New EU Commission strategy on cloud computing

Dr. Jörg Hladjk| Neurope

Cloud computing will be a “hot” regulatory issue in Europe for 2013 and its impact on businesses will increase in the future. In simple terms, “cloud computing” can be understood as the storing, processing and use of data on remotely located computers or networks accessed over the internet worldwide. This means that users can request almost unlimited computing power on demand and that they can get to their data from anywhere in the world with an internet connection. Today, many services, such as web-based e-mail or social networks are based on cloud computing already.

In addition, cloud computing has the potential to reduce costs for businesses when implementing information technology systems and to enable a number of sophisticated IT services to be developed by creative companies. As with  the Internet, cloud computing is a technological development that has been in train for some time and will certainly continue to progress  from an IT perspective. Unlike the Internet however, cloud computing is at an early stage in Europe and the various players in the European markets can still influence how the legal framework will be designed so that businesses and users can benefit from both the demand and supply side through wide-spread cloud services. According to the European Commission, the economic benefits of cloud computing amount to €160 billion per year, or around €300 per person per year.

In order to help shape the legal framework for cloud computing, in September 2012, the Commission presented its new strategy on cloud computing, entitled “Unleashing the Potential of Cloud Computing in Europe.” This follows a previous Commission consultation on cloud computing and an opinion from July this year adopted by all national data protection authorities in the EU. The new strategy focuses on three main issues: (i) simplification of cloud computing standards and certification; (ii) the development of new model contract terms for cloud computing services; and the initiative for a European Cloud Partnership. These three elements, particularly the simplification of standards and the new model contract terms, are not only of interest to data protection practitioners and the legal community but will also provide for helpful tools for businesses in Europe that engage in cloud services.

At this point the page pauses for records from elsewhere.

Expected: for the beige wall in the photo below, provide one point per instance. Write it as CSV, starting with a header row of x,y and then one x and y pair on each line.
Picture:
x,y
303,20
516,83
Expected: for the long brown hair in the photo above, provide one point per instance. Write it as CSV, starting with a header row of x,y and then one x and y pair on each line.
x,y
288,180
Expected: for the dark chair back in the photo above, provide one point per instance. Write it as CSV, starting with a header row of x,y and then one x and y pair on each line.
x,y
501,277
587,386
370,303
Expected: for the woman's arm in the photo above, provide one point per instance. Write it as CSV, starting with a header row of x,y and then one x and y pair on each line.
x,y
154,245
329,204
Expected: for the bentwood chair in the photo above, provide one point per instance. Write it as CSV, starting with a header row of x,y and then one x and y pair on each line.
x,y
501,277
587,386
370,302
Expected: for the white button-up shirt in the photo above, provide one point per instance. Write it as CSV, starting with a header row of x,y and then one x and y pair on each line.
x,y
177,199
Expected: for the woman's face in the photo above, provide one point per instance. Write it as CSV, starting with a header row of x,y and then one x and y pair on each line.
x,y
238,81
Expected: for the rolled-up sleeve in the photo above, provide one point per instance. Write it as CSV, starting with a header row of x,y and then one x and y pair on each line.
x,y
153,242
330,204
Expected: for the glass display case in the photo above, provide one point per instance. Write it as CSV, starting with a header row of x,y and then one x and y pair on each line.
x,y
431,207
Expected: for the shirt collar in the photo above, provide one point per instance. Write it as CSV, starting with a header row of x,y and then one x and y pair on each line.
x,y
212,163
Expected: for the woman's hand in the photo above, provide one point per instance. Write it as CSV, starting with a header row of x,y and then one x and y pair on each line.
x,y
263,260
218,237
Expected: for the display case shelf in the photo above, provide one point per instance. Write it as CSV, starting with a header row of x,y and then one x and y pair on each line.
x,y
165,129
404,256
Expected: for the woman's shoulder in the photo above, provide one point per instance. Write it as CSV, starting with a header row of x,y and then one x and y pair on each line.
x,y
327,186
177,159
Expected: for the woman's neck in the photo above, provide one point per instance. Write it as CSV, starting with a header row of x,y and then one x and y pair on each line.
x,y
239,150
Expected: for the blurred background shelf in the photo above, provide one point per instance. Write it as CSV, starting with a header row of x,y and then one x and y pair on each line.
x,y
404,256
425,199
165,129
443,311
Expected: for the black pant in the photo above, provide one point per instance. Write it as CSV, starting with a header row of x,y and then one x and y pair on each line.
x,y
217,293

Cloud Computing Standards and Certification

The Commission’s stated aim is to introduce new, pan-European certification schemes for cloud computing, including data protection, by 2014. The European Network and Information Security Agency (“ENISA”) and other relevant parties will be asked to assist in this process. These certification schemes will address data protection, especially data portability, and focus on increased transparency of cloud service providers’ security practices. Although the Commission has provided a rather detailed list of factors to be considered by these new certification schemes, it should be noted that participation in the schemes will be voluntary.

Model Contract Terms  for Cloud Computing

New model contract terms for cloud computing also will be drafted by the end of 2013 to ensure consistency and fairness in contracts for cloud computing services across Europe. The Commission places particular emphasis on how data is handled and contemplates the model contract terms covering, among other things: (i) data preservation after the contract is terminated; (ii) data disclosure and integrity; (iii) data location and transfer; (iv) data ownership; (v) data portability between services; and subcontracting. The model contract terms also will incorporate new mechanisms that will be introduced by the proposed EU data protection regulation, such as those relating to data processor obligations.

European Cloud Partnership

The European Cloud Partnership (ECP) will consist of high level procurement officers from European public bodies and key players from IT and telecom industry. The ECP will, under the guidance of a Steering Board, bring together public procurement authorities and industry consortia to implement pre-commercial procurement actions.

The ECP does not aim at creating a physical cloud computing infrastructure. Rather, via procurement requirements that will be promoted by participating Member States and public authorities for use throughout the EU, its aim is to ensure that the commercial offer of cloud computing in Europe, both of the public and of the private sector, is adapted to European needs.

Other Goals

The Commission’s new strategy also aims to undertake a review, by the end of 2013, of the current standard contractual clauses for international data transfers to make them more cloud-friendly; and to encourage national data protection authorities to approve Binding Corporate Rules tailored for cloud services; as well as draft a new industry code of conduct for the unified application of data protection provisions that would be developed in collaboration with the cloud computing industry and endorsed by all national data protection authorities in the EU. Further, it is intended to increase coordination with the United States, India and other countries concerning issues such as access to data by law enforcement agencies as well as data and cyber security at the global level.

The Commission’s papers make frequent reference to the proposed new EU data protection regulation, the soon-to-be-published European strategy on cyber security and the proposed Common European Sales Law, creating the impression that it intends to integrate its cloud computing strategy with other initiatives in the EU’s digital agenda.

In summary, it can be said that the strategy aims at facilitating Europe‘s participation in the global growth of cloud computing by setting out a clear plan on how to address the issues related to cloud computing while at the same time considering the global context of cloud services that will be offered in the European markets.

This approach should be welcomed from a business perspective, as any data processing today is globally and therefore international data protection compliance aspects of new technologies must be prioritized on the agenda of political and business players in the European market.